Friday, Nov. 09, 1962

War Crimes Unforgotten

From standard Communist propaganda, or the much-praised movie 'Judgment at Nuremberg, one might conclude that West Germans have spent the past decade merely brushing Nazi crimes under the carpet. Not so. Obviously many Nazis have escaped justice, but since 1945 some 13,000 of Hitler's henchmen have gone on trial in West Germany, and about 5,000 have been sentenced to jail (there is no death penalty in West Germany). Today, some 40 separate trials are under way, with 90 defendants, including prison-camp commandants, guards, gas-chamber operators and plain Nazi bureaucrats, who for years hid in village or city obscurity.

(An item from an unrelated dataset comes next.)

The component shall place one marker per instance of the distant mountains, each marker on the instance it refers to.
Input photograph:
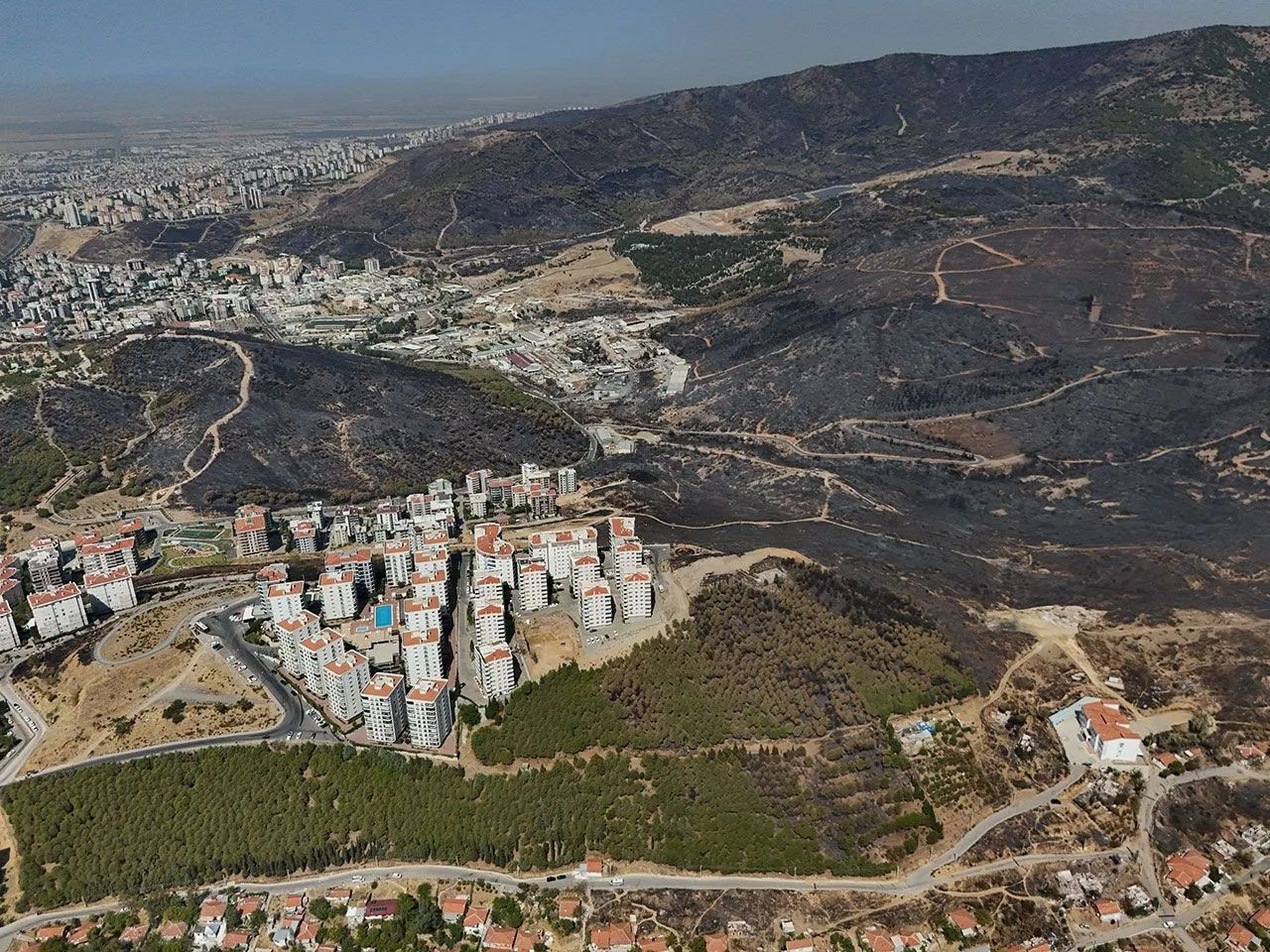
(1160, 118)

Old Documents. Ferreting out these criminals is the fulltime task of the Central Office for Nazi Crimes, a Wrest German government investigation agency organized in 1958 to coordinate the faltering prosecution efforts of the separate West German Laender (states). Operating in Ludwigsburg near Stuttgart, the Central Office includes a judge or prosecuting attorney from each of the ten Laender as well as West Berlin, plus a staff of 25 specialists who search out and study cache after cache of Hitler's wartime records. Their goal is always the same: new names and new evidence. The Central Office's director is Erwin Schuele, 49, a veteran of the Wehrmacht campaign in Russia, who spent two months in 1960 sifting the huge mounds of Nazi documents in the U.S. archives warehouse in Alexandria, Va. His work helped build up a list of thousands of Germans involved in one way or another with Nazi mass murders.

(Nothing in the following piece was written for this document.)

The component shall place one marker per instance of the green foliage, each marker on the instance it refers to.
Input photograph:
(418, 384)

Schuele's office does no prosecuting itself, simply passes its findings on to justice authorities in each Land. Because the research and indexing tasks are immense, many of the prosecutions are a decade or more late, but, says Schuele hopefully, "one thing leads to another." Thus, when Central Office agents were interrogating a onetime SS leader, the name "Heuser" kept cropping up in connection with terror against Jews near the Russian city of Minsk. But "Heuser" meant nothing until the Central Office cross index turned up the grisly testimony of a witness at the Nurnberg trials who recalled that one "Obersturmjuehrer Georg Heuser" had poured gasoline over a dozen Jewish prisoners and burned them alive at Minsk during the war. A series of leads sent investigators to Koblenz, where they found Heuser, now boss of the criminal police for the state of Rhineland-Palatinate. He had risen with the aid of forged documents.

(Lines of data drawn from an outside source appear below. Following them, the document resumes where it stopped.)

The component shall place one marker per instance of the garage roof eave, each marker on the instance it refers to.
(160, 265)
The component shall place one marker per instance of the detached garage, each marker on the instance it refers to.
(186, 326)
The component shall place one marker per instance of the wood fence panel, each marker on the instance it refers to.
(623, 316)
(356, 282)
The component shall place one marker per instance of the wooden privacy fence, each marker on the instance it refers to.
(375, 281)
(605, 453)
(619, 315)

New Names. Last week Heuser and 13 fellow Nazis were on trial in Koblenz for the slaying of 70,000 gypsies, Jews and Russian peasants; Heuser alone is charged with the murder, by shooting, gassing, burning or live burial, of 30,356 people in the Minsk region between 1941 and 1944. On the witness stand, Heuser's voice was shaky as he recalled one of the massacres. "It was like automation. Somebody shouted: 'There's one still alive!' I shot. And then I continued to shoot."

Another defendant. Artur Harder, a clerk in the Krupp truck factory in Frankfurt, was accused of having helped Heuser tie victims to a stake, "pour fuel on and light the living sacrifices." Harder said that he was kept so busy cremating bodies in a special incinerator he had devised that he had been able to take off only two days for his honeymoon. Following Harder's testimony, the judges cleared the court of school-age children, apparently on the theory that they were getting too vivid a picture of Nazi horror.

While the trial proceeds, Schuele and his staff are already busy investigating a whole new batch of suspects. They are hurrying because by May 1965, a statute of limitations on murder could put hundreds of World War II killers beyond the reach of the jailer.